The credible path to breaking monopoly power is not importation. It is investment in competing domestic refining capacity. Nigeria possesses the crude oil, the land, the labour and the demand to support multiple refineries. What is required is the policy architecture to make them viable. The Federal Government should establish a New Refinery Investment Framework offering pioneer tax status, import duty waivers on refinery equipment, dedicated crude allocation guarantees and streamlined NMDPRA licensing to attract serious investors into mid-scale and modular refining. The target should be a minimum of four to five significant domestic refiners operational by 2032, creating genuine price competition at the ex-depot level. This is not a distant aspiration. It is an achievable industrial policy goal, if the political will exists to pursue it.

3. Accelerate Energy Transition and Diversification

Nigeria’s long-term energy security cannot rest on petroleum alone. The current crisis offers a compelling case for urgently scaling the Compressed Natural Gas (CNG) programme for transportation, fast-tracking liquefied petroleum gas (LPG) penetration in homes and industry, and accelerating renewable energy deployment to reduce electricity generation costs. Reducing petrol dependence across the transport and power sectors through credible alternative energy policies is the only sustainable path to insulating ordinary Nigerians from the recurring shocks of global oil market volatility.

CONCLUSION

Nigeria’s energy insecurity is not an act of nature. It is the product of policy neglect, institutional dysfunction and a failure to convert oil wealth into domestic industrial capacity. The current crisis, painful as it is, presents a rare political opportunity: with global oil revenues surging past budget benchmarks, the Federal Government has the fiscal headroom to make the strategic investments in domestic refining and energy diversification that have been deferred for generations.

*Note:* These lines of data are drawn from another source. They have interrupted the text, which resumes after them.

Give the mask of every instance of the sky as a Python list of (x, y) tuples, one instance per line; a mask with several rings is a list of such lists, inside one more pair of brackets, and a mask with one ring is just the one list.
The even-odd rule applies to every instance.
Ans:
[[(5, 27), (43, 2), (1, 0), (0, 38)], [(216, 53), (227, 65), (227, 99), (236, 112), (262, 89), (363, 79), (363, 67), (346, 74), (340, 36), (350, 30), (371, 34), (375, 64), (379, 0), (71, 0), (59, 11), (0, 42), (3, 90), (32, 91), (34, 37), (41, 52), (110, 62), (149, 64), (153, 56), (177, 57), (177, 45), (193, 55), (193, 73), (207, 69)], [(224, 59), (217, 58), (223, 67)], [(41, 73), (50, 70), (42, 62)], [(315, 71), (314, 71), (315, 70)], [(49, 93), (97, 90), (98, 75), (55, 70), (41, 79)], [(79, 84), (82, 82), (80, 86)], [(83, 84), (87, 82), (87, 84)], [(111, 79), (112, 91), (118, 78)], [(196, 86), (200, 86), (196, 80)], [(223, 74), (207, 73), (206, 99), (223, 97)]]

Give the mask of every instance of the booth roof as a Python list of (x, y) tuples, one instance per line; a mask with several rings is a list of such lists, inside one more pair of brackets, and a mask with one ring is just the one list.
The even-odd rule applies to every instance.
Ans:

The immediate priority must be to support the Dangote Refinery as a short-term stabiliser. But true energy security demands competition, and competition must be built at home, not imported. Turning to foreign refined products as a cure for domestic monopoly is a false solution that perpetuates dependency and sacrifices industrial value. The answer is a deliberate, incentive-driven policy to grow Nigeria’s domestic refining sector from one major player to many. An energy-secure Nigeria is achievable. It requires political will, sound policy architecture and the courage to treat energy independence not as an aspiration, but as a national imperative.